Unlike the usual smirking beseechments Snoopy usually addresses World War II with, this time he's calling on the cat next door whilst in great pain. How can Snoopy be the Snoopy he wants to be, the Snoopy that everyone loves, the Snoopy that fox trots on box tops and grins cheese on Jenn's tees, with a splinter? He simply cannot, so he must do the unthinkable and appeal to the solicitous side of his feline foe. Look at the Twist-ian pleading of his face in the second panel; how could anyone resist? Sure enough, World War II assists Snoopy in his own special way. Many Peanuts strips end with the realization of a price paid for getting what you want, and this is one of the funnier ones.

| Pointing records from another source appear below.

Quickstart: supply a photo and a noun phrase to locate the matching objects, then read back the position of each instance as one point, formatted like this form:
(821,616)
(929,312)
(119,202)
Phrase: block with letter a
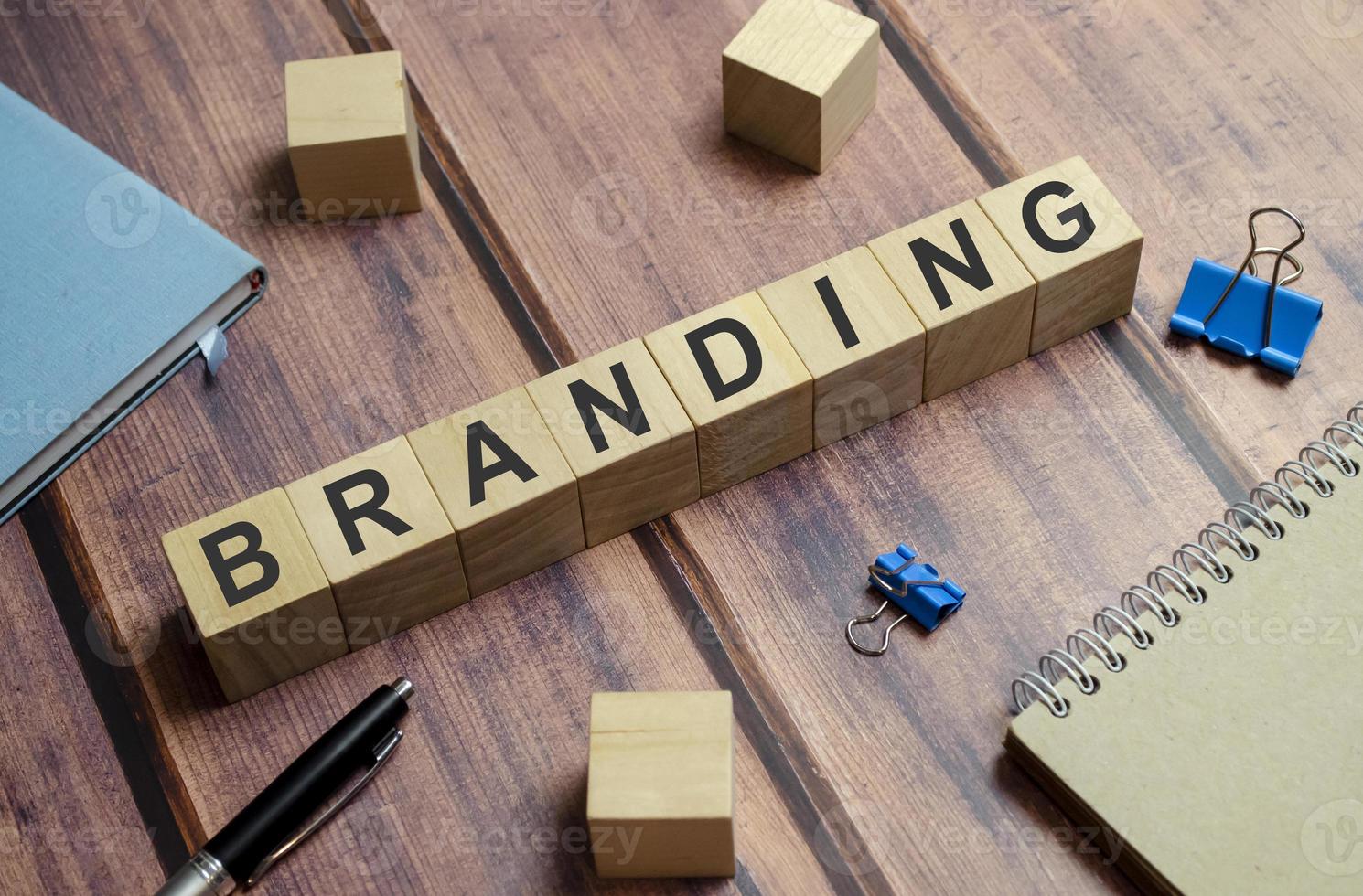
(256,594)
(743,386)
(383,541)
(506,487)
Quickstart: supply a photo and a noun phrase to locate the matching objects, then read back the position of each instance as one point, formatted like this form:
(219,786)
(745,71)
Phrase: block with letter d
(742,384)
(1081,247)
(383,541)
(625,434)
(968,288)
(505,485)
(256,594)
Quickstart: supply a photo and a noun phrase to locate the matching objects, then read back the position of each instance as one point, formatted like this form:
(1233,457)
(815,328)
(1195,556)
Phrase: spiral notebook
(1209,723)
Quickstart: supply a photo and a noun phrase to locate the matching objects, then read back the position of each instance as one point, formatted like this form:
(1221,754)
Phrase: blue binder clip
(1250,317)
(917,589)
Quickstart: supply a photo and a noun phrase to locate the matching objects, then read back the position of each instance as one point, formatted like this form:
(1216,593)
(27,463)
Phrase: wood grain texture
(1190,164)
(67,818)
(586,199)
(366,333)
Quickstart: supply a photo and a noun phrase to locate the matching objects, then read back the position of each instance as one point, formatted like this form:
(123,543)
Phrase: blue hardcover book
(106,289)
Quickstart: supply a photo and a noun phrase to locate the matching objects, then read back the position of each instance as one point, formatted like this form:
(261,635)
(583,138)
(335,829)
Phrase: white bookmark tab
(213,344)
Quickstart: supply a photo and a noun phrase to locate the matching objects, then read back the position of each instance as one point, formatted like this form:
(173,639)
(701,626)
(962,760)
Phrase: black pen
(263,832)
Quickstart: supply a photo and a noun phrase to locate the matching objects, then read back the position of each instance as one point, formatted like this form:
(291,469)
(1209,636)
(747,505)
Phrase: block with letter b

"Pizza for rent" is just an amazing concept. Just pay a predetermined amount every month for some delicious frisbees to be delivered direct to your door. I dunno which of the big boy chains would adopt such an angle, but I sure hope it ain't Dominos. Snoopy would never eat at Dominos.
Following Charles Schulz' divorce, Lucy Van Pelt was toned down considerably. To equate Lucy with the former Mrs. Schulz is rather lazy, however; the cartoonist put a great deal of himself into several characters, Lucy among them. Her mellowness is as much a reflection on an increased, if tremulous, inner comfort with her creator as it is a result of a marriage dissolved.
This strip makes a point that is hilarious in its down-home truthfulness, and also gives Schulz a chance to show off his fantastic knowledge of literature in the form of some lines from poet John Gay.
Snoopy loved Linus' blanket. And why not? It represents security, warmth, comfort, and--if he could snatch it away--the triumph of dog over boy. This Sunday says so much with nothing at all, and the final panel was turned into a sticker design that could be seen on a Fender P-bass used live by Sonic Youth's Kim Gordon for much of this decade.
Oatmeal raisin, no doubt. Or coconut. Charles Schulz hated coconut, and let Snoopy speak for him on numerous occasions. Brilliant. It is the responsibility of the artist to use his characters to speak out against evil.
There's preternatural and then there's, like, "super-preternatural". The plot points of modernist Russian literature don't usually rank with preschool kids, but here we go. Rerun was a stroke of genius in latter-day Peanuts.